Wstaliśmy o 6:00, Gabor przygotował wyśmienitą jajecznicę na bekonie. To danie zrobiło swoją robotę, bo pomimo dużego zmęczenia z dnia poprzedniego i w moim przypadku słabego snu, sprawnie zwinęliśmy obóz, posprzątaliśmy po sobie i ochoczo ( no dobra , ok , ochoczo to jednak lekkie nadużycie 🙂 ) ruszyliśmy w dalszą drogę.

Postanowiliśmy nie wracać do Nojewa na tory lecz wejść na nie po drugiej stronie lasu w którym biwakowaliśmy. Jednakże szlak którym się poruszaliśmy po kilkuset metrach zanikł całkowicie co zmusiło nas do obejścia sporego obszaru, i oddaliło nas znacząco od linii kolejowej. Podjęliśmy wtedy decyzje że rezygnujemy z pierwotnego planu marszu torami na rzecz trasy bardziej krajoznawczej duktami leśnymi i drogami polnymi. Była to słuszna decyzja, marsz torami sam w sobie jest trudny, do tego cała linia jest mocno zarośnięta co nie pozwala cieszyć się otaczającym nas krajobrazem a zmusza do nieustannego obserwowania gdzie się stąpa.

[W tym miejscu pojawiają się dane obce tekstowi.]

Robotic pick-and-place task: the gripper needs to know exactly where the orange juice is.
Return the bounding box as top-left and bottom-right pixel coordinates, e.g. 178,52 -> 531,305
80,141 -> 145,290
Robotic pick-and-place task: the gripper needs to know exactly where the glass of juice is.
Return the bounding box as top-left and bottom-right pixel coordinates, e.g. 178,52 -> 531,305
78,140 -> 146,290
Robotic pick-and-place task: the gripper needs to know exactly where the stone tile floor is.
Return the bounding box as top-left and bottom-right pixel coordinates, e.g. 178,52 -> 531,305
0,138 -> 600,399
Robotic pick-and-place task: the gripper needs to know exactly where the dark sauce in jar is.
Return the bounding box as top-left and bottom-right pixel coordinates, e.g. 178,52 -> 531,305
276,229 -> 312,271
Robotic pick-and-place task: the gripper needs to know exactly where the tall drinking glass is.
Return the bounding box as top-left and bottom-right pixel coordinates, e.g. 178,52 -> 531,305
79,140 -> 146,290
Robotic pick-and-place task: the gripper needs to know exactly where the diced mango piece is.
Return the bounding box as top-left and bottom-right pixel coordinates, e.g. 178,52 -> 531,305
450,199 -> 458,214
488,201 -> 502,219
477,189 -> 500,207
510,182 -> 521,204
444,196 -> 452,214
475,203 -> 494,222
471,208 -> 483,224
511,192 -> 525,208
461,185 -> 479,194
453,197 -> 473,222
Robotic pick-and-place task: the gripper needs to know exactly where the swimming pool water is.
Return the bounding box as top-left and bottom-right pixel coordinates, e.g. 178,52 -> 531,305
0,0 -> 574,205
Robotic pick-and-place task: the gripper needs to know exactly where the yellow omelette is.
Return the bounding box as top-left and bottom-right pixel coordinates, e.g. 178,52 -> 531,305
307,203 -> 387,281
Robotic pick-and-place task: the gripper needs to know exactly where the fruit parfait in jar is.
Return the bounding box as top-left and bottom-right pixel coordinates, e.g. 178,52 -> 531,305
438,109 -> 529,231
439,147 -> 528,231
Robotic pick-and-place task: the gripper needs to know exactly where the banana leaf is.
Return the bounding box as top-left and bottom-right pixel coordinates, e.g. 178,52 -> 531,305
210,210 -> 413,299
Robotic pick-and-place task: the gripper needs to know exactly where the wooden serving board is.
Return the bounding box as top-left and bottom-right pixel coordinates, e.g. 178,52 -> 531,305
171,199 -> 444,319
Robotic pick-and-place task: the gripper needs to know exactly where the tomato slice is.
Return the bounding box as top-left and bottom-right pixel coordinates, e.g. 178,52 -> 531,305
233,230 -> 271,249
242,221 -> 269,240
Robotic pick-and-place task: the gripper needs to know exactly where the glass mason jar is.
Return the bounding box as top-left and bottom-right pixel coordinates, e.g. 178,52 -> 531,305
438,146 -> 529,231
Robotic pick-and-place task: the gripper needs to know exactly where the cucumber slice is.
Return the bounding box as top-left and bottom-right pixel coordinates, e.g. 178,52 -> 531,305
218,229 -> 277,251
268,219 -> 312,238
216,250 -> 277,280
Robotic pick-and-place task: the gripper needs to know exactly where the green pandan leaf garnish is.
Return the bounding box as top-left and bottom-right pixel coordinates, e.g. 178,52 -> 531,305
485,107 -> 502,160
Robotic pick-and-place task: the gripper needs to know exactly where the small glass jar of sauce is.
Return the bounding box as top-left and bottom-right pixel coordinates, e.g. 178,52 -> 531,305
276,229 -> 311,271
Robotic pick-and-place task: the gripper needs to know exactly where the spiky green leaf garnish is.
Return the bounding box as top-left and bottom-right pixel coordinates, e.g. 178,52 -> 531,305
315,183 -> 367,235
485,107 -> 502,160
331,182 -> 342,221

Jak postanowiliśmy tak zrobiliśmy i ruszyliśmy przez Chrzypsko Małe, Łężce, Lutomek do Sierakowa. Piękna trasa przez pagórkowaty wymagający teren. Marsz sam w sobie nie był przyjemny, powiem tak, na pewno sprawiłby ogromną przyjemność jakiemuś masochiście! Ale to nie miało wielkiego znaczenia, bo przecież miało być ciężko, miało to być wyzwanie, miała to być przygoda, i tak właśnie było… było po prostu cudownie!!!

W Sierakowie czekały na nas nasze Panie, nakarmiły nas , napoiły i miło spędziliśmy kilka kolejnych godzin.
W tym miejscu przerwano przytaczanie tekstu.